Представляю ее себе всю: от кончиков светло-розовых волос до голых ступней, которые я бессовестно разглядывал, когда в один из наших разговоров она полезла под диван, чтобы вытащить закатившуюся игрушку племянника. Перед глазами тонкая, облегающая грудь маечка и широкая умопомрачительная улыбка, гладкие округлые плечи и взгляд, в котором я добровольно и блаженно тону.
Тело мое, согревшись, горит, сердце рвется на части, а беспощадное воображение подкидывает все новые и новые картинки. Одна прекраснее другой.
Третья истина буддизма утверждает, что избавиться от страданий возможно лишь посредством избавления от желаний. Но как?! Как от них избавиться?

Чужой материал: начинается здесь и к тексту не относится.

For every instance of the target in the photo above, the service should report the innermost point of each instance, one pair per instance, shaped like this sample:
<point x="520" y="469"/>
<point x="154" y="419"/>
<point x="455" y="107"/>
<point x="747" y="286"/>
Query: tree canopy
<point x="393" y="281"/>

Телефон все же не сдох. Достав его из-под стола, я первым делом открываю профиль Нелли и, едва не поддавшись соблазну снова взглянуть на то фото, быстро отыскиваю перечеркнутый красный кружок и устанавливаю блокировку пользователя. Никаких объяснений не будет. Иначе я совсем расклеюсь и выложу ей все, а она не должна винить себя и оправдываться, пусть уж лучше считает меня отбитым придурком – так ей будет проще принять исчезновение удобного портативного друга. Нет, я не собираюсь, громко хлопнув дверью, пропадать навсегда, но мне нужно время, чтобы, победив себя, вернуться к ней через месяц или два – спокойным, мудрым, смирившимся и избавившимся от желаний. А пока во мне все бушует, я просто не имею права мучить ее собой.